O lado escuro da natureza humana

Mestre do policial negro, a sueca Asa Larsson chegou novamente aos escaparates nacionais com mais um livro que promete, desta vez, agradar a todos os fãs do género.

Falamos de “Sacrifício a Moloc” (Editorial Planeta, 2015) – vencedor do Prémio da Academia Sueca para o Melhor Romance Policial de 2012 -,  quinto livro da série Rebecka Martinsson, ex-advogada e atual procuradora, que vem, felizmente, dar outro fôlego à escrita de Larsson que com “Quando a Tua Ira Passar” tinha ficado uns furos abaixo do esperado.

Tendo Kiruna como cenário, na Lapónia sueca, a mais recente aventura literária de Asa Larsson, tem a sua génese quando um grupo de homens decide encetar uma caçada implacável a um urso ferido que revela um intrincado e estranho mistério.

A partir daí, a narrativa move-se por caminhos aparentemente desconexos, que envolvem um terrível e frio assassinato, o desaparecimento de uma criança bem como uma série de questões que misturam religião, ganância, inveja, avareza e vingança.
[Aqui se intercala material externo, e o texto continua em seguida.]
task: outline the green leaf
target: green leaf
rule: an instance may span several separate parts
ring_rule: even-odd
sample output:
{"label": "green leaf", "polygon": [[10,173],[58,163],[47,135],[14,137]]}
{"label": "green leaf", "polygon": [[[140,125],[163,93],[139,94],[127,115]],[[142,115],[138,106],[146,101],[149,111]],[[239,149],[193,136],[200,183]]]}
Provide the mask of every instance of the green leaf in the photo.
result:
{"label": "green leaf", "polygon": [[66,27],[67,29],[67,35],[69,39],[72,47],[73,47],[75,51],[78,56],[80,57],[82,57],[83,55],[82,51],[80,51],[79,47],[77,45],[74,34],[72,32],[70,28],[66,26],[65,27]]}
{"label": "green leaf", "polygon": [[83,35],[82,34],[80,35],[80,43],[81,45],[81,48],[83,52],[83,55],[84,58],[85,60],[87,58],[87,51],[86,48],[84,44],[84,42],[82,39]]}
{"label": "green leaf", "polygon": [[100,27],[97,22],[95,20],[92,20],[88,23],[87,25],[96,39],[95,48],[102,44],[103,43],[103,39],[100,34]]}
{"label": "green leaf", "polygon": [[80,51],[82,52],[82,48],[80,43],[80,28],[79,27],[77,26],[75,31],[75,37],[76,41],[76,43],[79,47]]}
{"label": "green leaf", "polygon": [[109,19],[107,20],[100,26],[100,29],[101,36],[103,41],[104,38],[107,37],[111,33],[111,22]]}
Inicialmente designada para a investigação, Martinsson acaba por ocupar um plano de menor destaque no caso pela impertinência do sempre ambicioso e sem escrúpulos Carl von Post que consegue ficar responsável por toda a operação.

Injustiçada e incomodada por representar um papel secundário, Rebecka opta por tirar um período de férias. Ainda assim, toda a complexidade e estranheza do caso faz com que a ex-advogada não saia completamente de cena.

Fruto de uma investigação paralela que conta com a ajuda de companheiros mais chegados, como Krister Eriksson, Anna-Maria Mella e Lars Pohjanen, Martinsson descobre que a caçada do urso é apenas a ponta de um iceberg que leva a mais crimes inexplicados que transportam o leitor numa viagem entre presente e passado.

Através de constantes flashbacks entre a atualidade e os anos que envolvem a Primeira Grande Guerra, Larsson traz a palco a trágica história de amor entre Elina, uma jovem professora, e Hjalmar Lundbohm, o gerente da mina de Kiruna, negócio que colocou definitivamente a povoação no mapa da Suécia.

Quanto mais Martisson investiga, mais são as certezas que os crimes de hoje são o reflexo e a consequência de acontecimentos passados. A única forma de resolver o caso é encetar uma investigação por conta própria que apenas pode evitar mais mortes se for realizada em género contrarrelógio.

Uma das grandes mais-valias de “Sacrifício a Moloc”, algo que Larsson já nos habituou, é o perfil sintético mas muito rico dos capítulos que apresentam ou relembram personagens, locais e épocas. Como já referimos, a trama alterna entre presente e passados (recentes ou mais longínquos) e permite uma plena contextualização da globalidade de uma história que por vezes se socorre, e bem, da beleza da paisagem sueca assim como da própria literatura como uma forma de (melancólica) expiação e salvação.

Fica também a sensação da presença de alguns tiques trágicos (de inspiração teatral) que servem de alicerce à exibição de acontecimentos decisivos, que não sendo revelados de forma direta, fazem uso de um somatório intuitivo que apenas peca, numa ou de outra situação, pela escassez mas que se refugia numa escrita inteligente e repleta de afincadas camadas de suspense.